In the past few years, the debate over limits on financial institutions’ electronic communications with consumers has focused on an outdated device: the telephone.
That is very well how the debate could continue under new leadership at the Federal Communications Commission, as industry supporters will likely urge the FCC to ease up on robo-calling restrictions.
In 2015, the FCC disappointed the financial services industry, which had wanted more flexibility on robo-calling restrictions. The agency’s ruling under the Telephone Consumer Protection Act went further, all but ending debt collectors' use of robo-calls to cellphones. Then-Commissioner Ajit Pai, who is the new FCC chairman, wrote a scathing dissent. In it, Pai wrote, “The TCPA has become the poster child for lawsuit abuse.”
He is correct. In debt collection, TCPA litigation increased 31.8% from 2015 to 2016 while Fair Debt Collection Practices Act litigation decreased during the same time period. This isn’t surprising. The FDCPA puts a cap on damages while the TCPA does not. Furthermore, the 2015 FCC ruling provided broad and ambiguous definitions with many openings for legal action.
Lawyers have been making a living out of suing and settling with debt collection agencies for a long time – often in a way that can seem abusive. The industry is advocating for Pai to undo a lot of that perceived harm by reducing collectors’ TCPA-related compliance and litigation costs.
But if Mr.
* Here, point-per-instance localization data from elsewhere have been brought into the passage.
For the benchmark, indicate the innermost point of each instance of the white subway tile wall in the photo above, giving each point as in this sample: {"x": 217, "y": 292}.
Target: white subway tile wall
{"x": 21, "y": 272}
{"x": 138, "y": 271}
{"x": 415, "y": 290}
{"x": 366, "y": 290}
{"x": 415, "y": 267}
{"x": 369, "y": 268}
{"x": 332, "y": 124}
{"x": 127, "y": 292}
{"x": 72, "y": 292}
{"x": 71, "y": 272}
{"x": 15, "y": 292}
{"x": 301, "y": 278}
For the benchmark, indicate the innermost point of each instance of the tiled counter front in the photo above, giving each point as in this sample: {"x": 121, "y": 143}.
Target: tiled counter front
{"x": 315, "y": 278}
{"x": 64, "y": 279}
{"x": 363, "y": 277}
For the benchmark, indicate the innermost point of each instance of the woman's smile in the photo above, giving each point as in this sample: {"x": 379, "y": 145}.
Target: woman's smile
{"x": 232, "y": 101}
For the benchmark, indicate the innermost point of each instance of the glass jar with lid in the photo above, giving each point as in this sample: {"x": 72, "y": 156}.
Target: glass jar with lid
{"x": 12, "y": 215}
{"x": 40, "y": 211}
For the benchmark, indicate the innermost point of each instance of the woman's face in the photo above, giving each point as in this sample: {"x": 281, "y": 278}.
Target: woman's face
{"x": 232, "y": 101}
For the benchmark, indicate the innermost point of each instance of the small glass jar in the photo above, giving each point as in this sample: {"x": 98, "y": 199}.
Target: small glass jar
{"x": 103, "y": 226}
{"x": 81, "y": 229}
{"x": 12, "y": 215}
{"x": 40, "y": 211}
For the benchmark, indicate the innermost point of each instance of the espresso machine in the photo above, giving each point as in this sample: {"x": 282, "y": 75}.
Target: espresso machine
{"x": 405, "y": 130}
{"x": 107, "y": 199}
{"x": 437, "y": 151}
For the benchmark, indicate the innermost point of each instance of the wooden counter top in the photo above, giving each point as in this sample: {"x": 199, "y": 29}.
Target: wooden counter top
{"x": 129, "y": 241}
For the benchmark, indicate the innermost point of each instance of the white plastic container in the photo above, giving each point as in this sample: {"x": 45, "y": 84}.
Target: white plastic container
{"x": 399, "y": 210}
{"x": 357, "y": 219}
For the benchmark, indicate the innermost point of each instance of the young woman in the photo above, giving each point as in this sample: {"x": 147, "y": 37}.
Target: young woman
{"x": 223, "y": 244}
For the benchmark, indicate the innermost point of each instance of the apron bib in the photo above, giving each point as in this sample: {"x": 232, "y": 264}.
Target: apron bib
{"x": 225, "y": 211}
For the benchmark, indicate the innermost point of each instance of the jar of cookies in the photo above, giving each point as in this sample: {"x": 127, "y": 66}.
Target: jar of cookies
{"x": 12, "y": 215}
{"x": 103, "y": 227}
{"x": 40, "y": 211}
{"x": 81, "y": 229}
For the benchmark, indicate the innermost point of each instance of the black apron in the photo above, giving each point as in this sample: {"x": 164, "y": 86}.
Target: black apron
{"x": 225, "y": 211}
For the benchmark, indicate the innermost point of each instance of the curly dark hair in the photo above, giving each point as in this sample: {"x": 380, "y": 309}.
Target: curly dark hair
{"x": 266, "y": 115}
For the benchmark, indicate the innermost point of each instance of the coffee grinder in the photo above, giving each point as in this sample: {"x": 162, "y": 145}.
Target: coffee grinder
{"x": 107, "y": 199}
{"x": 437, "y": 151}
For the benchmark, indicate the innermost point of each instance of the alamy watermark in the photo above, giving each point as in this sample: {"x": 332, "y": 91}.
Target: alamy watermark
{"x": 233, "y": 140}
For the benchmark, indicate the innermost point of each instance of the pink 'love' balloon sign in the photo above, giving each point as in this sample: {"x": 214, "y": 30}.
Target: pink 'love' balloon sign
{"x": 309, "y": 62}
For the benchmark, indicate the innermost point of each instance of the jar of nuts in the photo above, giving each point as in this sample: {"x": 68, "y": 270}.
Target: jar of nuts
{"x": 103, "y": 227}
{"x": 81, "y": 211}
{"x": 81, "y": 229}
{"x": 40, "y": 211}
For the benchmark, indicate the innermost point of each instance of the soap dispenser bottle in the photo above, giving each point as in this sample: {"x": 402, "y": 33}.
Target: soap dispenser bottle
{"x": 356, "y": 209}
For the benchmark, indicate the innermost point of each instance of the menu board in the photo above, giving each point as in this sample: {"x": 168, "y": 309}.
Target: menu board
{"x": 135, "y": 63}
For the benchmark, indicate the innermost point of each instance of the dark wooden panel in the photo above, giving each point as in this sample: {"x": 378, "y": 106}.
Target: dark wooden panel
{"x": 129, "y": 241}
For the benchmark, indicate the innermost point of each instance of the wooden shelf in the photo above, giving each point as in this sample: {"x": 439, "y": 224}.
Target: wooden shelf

Pai loosens the rules on robo-calls, he will hurt consumers by subjecting them to more unwanted calls and also hurt debt collectors and creditors by allowing them to sink back into short-term complacency about their collection methods while the world changes around them.
Phone calls are losing relevance as consumers migrate to communicating with companies over digital channels. Indeed, the tech company Neustar reports that 97% of business calls go unanswered. Yet, some debt collectors are trying to stop regulators from placing limitations on their calling strategies – strategies that are harmful to consumers who don’t even want to communicate by phone.
To be sure, some debt collectors are acknowledging the communication trend.
Take, for instance, Albert Cadena, president and chief operating officer of USCB America. Cadena took the stand at the Consumer Financial Protection Bureau’s field hearing on debt collection in Sacramento, Calif., in July, and said: "Communications is a key thing in our industry. We talk a lot about reaching out: letters, calls. The key thing … is to respond, communicate, talk to the collections agency whether it’s first party or third party."
Perhaps unwittingly, Cadena was suggesting that communication is not as effective as it could be, and that traditional modes of communication (calls and letters) have become largely ineffective.
His remarks were made the day after the CFPB published its outline for a proposed regulation in debt collection – a document that was more than three years in the making and published a year after the FCC’s broad TCPA ruling. In the bureau’s outline were sections that point to the direction the industry should actually focus in on when communicating with consumers: email and text message.
The Trump administration may defund the CFPB, and the FCC may roll back its TCPA ruling. Debt collectors may hope for simpler compliance requirements and less frequent enforcement actions. However, in terms of the policy around telephone communications, both supporters and detractors of these agencies’ regulatory agenda are debating about a disappearing world. A policy focused on phone calls and written letters is inconsistent with a new generation of borrowers that responds to emails and social media posts. This debate is still focused on the minutiae of the FDCPA, a rule from the 1970s that forbids the use of postcards, while some consumers never set foot in a bank branch or talk to a banker.
Not all industry players are ignoring these realities. Several large issuers and banks have been leading the charge in shifting from call-heavy, to digital-first and consumer-friendly collections. The CFPB’s proposal explicitly calls out email and text messages as technologies for debt collection. The future of the industry lies in adapting to consumer behavior and the fact that consumers are not answering their phones.